Check this in 30 seconds
Run your domain through the free LaunchTrust scanner. It fetches both well-known paths, tells you whether a Contact: field was detected, and flags a missing or stale Expires: date — so you know exactly what to publish before you submit. You get the specific signal back in seconds, with no account required for a basic scan.
FAQ
Is a security.txt file legally required? No. RFC 9116 is a voluntary best practice, not a regulation, and no major app store requires it. It is strongly recommended because it gives researchers a clear way to reach you, but its absence will not, by itself, block a store submission.
Where should the file live? The canonical location is /.well-known/security.txt at your domain root. A copy at /security.txt works as a legacy fallback.
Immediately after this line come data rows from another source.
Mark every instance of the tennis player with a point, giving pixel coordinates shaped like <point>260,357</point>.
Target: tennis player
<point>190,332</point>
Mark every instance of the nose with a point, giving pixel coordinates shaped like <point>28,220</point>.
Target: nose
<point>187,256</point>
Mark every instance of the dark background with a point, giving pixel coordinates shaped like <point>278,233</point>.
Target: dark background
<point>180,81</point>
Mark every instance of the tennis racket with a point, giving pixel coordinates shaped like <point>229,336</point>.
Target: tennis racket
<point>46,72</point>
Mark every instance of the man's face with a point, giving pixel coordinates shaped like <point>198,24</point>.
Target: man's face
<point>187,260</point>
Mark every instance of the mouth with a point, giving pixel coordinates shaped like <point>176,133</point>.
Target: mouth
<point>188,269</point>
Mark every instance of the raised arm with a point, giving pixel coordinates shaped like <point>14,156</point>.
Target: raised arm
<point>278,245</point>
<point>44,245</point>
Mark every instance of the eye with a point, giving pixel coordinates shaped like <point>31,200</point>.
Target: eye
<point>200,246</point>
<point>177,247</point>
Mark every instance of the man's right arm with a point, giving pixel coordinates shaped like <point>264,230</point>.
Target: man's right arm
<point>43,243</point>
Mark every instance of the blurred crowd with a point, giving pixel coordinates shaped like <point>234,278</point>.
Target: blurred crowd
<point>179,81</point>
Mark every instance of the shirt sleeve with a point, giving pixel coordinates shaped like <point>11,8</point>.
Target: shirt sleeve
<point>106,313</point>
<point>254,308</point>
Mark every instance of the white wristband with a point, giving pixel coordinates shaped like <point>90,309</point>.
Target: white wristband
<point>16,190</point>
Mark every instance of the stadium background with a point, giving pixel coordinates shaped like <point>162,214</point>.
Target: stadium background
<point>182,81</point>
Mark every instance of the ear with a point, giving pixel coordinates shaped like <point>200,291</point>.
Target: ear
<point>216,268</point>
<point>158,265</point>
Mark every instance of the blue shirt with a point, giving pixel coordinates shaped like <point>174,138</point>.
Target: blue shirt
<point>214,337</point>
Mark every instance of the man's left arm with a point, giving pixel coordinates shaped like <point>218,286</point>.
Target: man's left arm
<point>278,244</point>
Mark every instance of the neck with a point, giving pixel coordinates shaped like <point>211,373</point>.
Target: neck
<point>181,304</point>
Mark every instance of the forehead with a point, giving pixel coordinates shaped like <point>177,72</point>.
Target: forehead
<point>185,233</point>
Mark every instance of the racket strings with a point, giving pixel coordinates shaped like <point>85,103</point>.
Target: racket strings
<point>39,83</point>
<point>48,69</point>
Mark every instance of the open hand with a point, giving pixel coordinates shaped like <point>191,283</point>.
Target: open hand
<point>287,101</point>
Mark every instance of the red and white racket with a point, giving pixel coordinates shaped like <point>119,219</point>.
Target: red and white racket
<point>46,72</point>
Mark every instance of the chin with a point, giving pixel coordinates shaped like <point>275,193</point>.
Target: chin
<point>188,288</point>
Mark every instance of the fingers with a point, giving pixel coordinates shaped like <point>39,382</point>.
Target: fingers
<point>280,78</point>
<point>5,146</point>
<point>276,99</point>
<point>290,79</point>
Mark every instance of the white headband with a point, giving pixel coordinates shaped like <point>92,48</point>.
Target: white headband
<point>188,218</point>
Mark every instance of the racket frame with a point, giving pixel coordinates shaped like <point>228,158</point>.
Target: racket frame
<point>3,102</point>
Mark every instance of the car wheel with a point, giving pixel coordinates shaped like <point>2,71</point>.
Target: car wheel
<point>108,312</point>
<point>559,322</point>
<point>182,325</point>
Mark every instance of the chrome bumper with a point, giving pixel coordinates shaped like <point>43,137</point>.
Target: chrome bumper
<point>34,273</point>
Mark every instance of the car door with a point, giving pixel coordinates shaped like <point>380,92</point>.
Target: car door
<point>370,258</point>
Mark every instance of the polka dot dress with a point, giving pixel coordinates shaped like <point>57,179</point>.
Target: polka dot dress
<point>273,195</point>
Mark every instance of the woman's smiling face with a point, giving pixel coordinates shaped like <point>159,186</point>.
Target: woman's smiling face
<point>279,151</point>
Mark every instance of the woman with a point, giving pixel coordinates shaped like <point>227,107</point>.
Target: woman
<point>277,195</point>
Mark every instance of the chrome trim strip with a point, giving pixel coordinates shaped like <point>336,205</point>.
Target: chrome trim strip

LaunchTrust checks both and reports "detected" if either returns a valid file.
Why does LaunchTrust flag my Expires date? RFC 9116 expects an Expires: field with a future date so consumers know the file is current. If yours is missing or already past, the detector still reports the file as detected, but at a lower-confidence level, prompting you to refresh it.
Does publishing security.txt satisfy app store or legal requirements? No. The detector surfaces a signal — whether a correctly shaped security.txt file is published — and nothing more. It is not legal advice, it does not certify your security posture, and a "detected" result is not a guarantee of approval. Treat it as one input among many.
Compliance aid, not legal advice. LaunchTrust reports signals, not a verdict or certification.